The proposed law would prohibit hotels and other places of short-term lodging from advertising a rate that does not include all required fees, aside from taxes and fees imposed by the government. The Federal Trade Commission and state attorneys general would have the ability to enforce the statute. State attorneys general and other authorized state officials would also be able to bring civil lawsuits on behalf of their residents once they notify the FTC of their intent. The law would not change anything regarding any ongoing lawsuits, such as those from the attorneys general of Washington, D.C., and Nebraska.
U.S. Reps. Eddie Bernice Johnson (D-Texas), and Jeff Fortenberry (R-Neb.), introduced the Hotel Advertising Transparency Act of 2019 Sept. 25. U.S. Rep. Karen Bass (D-Calif.) co-sponsored the bill.
“This summer, we witnessed a record number of Americans take the opportunity to travel. Unfortunately, this also meant a record number of travelers were subjected to deceptive hidden fees charged by hotels, motels and other places of accommodation,” Johnson said. “Consumers should be able to enjoy their vacation without being ripped off and financially burdened.”
The advocacy group Travelers United and nonprofit organization Consumer Reports support the legislation.
Brian Crawford, EVP of government affairs for the American Hotel & Lodging Association, responded to the legislation. “Hotels strive to create memorable experiences for all guests, every single day. That means delivering amenities and services that meet our guests’ expectations and evolving tastes; offering real, tangible value; and ensuring that booking transactions are transparent. When resort fees are applied, they are clearly and prominently displayed by hotel websites prior to the end of the booking process, in accordance with guidance issued by the U.S. Federal Trade Commission.
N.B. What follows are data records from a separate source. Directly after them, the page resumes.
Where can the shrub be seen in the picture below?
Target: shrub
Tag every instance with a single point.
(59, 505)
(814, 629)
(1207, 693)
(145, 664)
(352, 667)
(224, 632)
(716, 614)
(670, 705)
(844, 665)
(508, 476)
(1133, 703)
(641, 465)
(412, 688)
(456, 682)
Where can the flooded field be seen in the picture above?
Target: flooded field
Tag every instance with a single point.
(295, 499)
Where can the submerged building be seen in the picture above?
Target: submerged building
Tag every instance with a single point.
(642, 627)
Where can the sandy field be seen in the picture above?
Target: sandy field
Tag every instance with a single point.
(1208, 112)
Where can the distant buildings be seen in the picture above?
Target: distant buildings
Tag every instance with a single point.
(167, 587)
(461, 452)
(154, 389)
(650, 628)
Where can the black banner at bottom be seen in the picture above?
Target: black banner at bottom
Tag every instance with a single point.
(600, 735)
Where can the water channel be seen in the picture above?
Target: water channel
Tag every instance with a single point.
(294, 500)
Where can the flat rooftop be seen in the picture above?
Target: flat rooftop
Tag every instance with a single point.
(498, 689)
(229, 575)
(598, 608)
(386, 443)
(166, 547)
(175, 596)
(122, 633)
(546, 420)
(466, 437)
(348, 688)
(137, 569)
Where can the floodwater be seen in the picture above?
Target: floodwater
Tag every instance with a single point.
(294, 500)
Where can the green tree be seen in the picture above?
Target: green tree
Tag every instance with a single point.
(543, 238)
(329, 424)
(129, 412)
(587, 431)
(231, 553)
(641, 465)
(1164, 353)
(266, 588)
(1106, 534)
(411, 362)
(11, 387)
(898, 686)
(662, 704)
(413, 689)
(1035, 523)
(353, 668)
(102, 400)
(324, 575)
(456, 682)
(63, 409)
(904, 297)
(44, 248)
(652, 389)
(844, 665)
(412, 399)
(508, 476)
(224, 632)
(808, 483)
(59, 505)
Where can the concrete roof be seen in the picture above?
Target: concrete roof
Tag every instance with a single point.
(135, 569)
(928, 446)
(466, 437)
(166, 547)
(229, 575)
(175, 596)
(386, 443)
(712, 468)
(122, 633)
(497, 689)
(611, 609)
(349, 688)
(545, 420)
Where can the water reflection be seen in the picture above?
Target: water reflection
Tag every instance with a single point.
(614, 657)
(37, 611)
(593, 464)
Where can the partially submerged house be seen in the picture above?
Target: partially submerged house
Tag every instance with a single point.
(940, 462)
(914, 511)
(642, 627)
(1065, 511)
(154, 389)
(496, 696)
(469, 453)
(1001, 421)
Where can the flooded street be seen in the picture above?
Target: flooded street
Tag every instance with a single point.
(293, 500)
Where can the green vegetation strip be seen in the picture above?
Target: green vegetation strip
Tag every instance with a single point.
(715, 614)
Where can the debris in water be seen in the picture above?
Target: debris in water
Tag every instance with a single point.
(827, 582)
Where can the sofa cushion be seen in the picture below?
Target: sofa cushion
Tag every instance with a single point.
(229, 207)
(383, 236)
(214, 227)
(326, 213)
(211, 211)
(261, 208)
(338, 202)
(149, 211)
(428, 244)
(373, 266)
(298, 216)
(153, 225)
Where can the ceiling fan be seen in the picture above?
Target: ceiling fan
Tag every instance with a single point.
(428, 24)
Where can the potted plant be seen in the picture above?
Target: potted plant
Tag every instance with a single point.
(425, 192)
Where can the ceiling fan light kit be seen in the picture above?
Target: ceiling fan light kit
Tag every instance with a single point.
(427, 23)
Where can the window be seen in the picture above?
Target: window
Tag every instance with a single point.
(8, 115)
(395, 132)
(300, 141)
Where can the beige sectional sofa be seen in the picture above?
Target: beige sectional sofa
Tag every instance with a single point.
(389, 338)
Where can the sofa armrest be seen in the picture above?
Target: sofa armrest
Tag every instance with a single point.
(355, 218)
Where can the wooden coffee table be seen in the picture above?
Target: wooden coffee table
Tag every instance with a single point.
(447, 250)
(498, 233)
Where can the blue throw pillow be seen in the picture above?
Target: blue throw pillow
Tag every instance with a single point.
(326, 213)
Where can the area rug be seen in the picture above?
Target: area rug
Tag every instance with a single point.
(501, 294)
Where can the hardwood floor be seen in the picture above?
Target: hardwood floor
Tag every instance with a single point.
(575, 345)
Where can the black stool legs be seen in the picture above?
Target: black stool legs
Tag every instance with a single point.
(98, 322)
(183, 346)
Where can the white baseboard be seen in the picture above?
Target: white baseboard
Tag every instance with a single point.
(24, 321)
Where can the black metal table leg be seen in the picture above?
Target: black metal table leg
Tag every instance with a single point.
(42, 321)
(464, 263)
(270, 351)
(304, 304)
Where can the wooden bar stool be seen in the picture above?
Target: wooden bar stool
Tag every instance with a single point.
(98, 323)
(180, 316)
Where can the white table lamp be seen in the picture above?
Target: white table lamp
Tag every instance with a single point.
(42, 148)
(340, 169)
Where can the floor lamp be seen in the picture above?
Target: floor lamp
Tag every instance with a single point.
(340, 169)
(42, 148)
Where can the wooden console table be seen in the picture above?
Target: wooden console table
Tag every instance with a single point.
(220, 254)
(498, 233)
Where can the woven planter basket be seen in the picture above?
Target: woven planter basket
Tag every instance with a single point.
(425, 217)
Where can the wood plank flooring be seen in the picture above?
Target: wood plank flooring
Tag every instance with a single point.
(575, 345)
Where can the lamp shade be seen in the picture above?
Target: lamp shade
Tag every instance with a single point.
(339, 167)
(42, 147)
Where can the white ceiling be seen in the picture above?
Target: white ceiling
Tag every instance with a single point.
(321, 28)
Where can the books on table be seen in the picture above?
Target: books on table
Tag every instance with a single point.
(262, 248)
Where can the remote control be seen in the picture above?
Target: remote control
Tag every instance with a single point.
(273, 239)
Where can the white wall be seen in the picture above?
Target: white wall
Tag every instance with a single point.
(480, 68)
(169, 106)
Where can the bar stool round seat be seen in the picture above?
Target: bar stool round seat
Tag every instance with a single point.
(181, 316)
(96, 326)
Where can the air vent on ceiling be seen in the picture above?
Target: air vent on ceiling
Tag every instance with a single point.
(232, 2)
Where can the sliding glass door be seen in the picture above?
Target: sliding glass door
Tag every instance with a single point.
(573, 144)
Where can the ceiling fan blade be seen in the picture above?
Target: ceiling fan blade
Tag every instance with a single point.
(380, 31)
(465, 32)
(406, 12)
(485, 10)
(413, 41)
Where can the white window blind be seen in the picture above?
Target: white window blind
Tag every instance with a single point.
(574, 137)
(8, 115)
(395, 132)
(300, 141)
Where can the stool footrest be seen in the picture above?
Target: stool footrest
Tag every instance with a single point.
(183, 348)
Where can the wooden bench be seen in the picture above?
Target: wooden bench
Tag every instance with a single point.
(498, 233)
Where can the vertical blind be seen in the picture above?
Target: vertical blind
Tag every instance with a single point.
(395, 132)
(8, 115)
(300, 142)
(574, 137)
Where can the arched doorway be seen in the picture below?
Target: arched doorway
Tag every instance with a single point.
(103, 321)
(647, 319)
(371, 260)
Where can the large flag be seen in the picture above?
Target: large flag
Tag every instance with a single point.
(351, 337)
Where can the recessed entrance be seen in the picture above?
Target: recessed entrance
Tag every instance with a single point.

We believe that all online lodging advertisers, including third-party online travel agencies and short-term rental platforms, should be held to the same standards of transparency.”
D.C. and Nebraska Lawsuits
The lawsuits in Washington, D.C. and Nebraska came after a years-long investigation. Washington, D.C. Attorney General Karl Racine began investigating resort fees in June 2016. Since then, his investigation has grown to include attorneys general from all 50 states.
Racine’s suit asked the court to enjoin Marriott from continuing its practice of advertising daily rates that did not include mandatory resort fees, as well as to pay restitution for amounts collected from D.C. consumers, to pay statutory civil penalties in an amount to be determined at the trial and to cover the District’s costs and attorney’s fees for its investigation and its lawsuit.
Nebraska followed D.C. with a lawsuit of its own against Hilton just a couple of weeks later. Attorney General Doug Peterson said Hilton’s practices “harmed consumers and violated Nebraska’s consumer protection laws.” The Nebraska suit seeks to force Hilton to advertise what it’s calling “the true prices of its hotel rooms up front, provide monetary relief to harmed Nebraska consumers and pay civil penalties.”